人々は、砂漠に点在する“毒を吐く菌類の森”のことを“腐海”と呼んでいた。
酸の海の近く、腐海からの胞子を寄せ付けない風に守られた谷──風の谷──に住む人々。彼らの許に、放浪の剣士ユパが久方振りにやって来た。
王の娘であり、メーヴェという一人乗り凧型飛行機械を操るナウシカは彼の来訪を喜ぶ。
だがその夜、異変が起こった。
近隣の軍事国家トルメキアの巨大飛行船が谷に落下して来たのだ。その船には、都市国家ペジテの姫と、巨大な肉塊が収容されていた。
ペジテの姫は死に、肉塊は生き残った。その禍々しい物体は、かつて世界を焼き尽くした巨神兵の胎児であった。
不吉な予感に谷の人々は怯える。
その予感はすぐに的中した。トルメキアの王女クシャナ率いる船団が空から急襲してきて谷を占拠した。
ナウシカと五人の老人は人質として、クシャナの率いる船団でトルメキアに向かうことになる。
だがその途中、ペジテのガンシップの襲撃で船団は壊滅する。ガンシップの乗り手はアスベルという若者だ。
ナウシカは、五人の老人とクシャナを救って腐海の底にたどり着く。そこで彼女らは“王蟲”と呼ばれる“森の虫の王”に出会う。

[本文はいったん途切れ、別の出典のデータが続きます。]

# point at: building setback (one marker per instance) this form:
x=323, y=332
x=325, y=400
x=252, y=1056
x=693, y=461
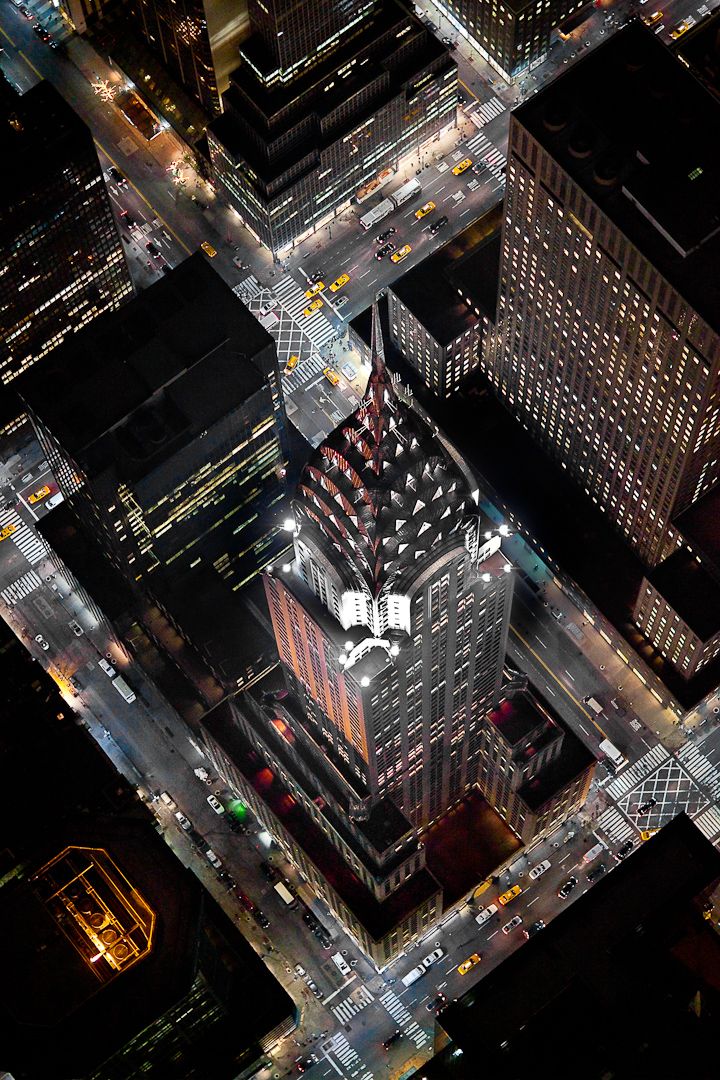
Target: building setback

ナウシカは、他の者に谷に戻るように指示する。そして自分自身は、襲撃者の安否を確かめるために腐海のなかを探索すると告げる。
彼女はアスベルを見付け、すんでのところで命を救う。しかし虫との攻防で、二人は腐海の最深部に落下する。
そこで目覚めたナウシカは、腐海の存在理由を知る。菌類たちは、世界を覆う毒素を浄化し続けていたのだ。そして虫たちはその森を守っていた。
ナウシカとアスベルはペジテに向かう。しかし街は虫の襲撃で壊滅していた。ペジテの民は、虫に街を襲わせることで、そこに駐屯していたトルメキアの軍団を葬ったのだ。

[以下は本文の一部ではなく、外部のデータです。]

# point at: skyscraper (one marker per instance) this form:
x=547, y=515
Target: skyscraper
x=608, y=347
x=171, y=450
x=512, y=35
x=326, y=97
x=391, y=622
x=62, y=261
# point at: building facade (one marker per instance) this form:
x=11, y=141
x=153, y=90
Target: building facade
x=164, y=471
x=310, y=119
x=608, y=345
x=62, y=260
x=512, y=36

彼らは風の谷も同じように壊滅させるという。激怒するナウシカ。だが彼女はペジテの民の手で捕らえられてしまう。
アスベルは風の谷を救うためにナウシカを脱出させる。
彼女は谷に向かい、ペジテの民たちが何をしたかを知る。彼らは王蟲の幼虫を囮に、怒りに燃える王蟲の群れを谷に向かわせていた。
ナウシカは幼虫を救い、身を呈して群れの暴走を止めようとする。そのとき、一つの奇跡が起きた……。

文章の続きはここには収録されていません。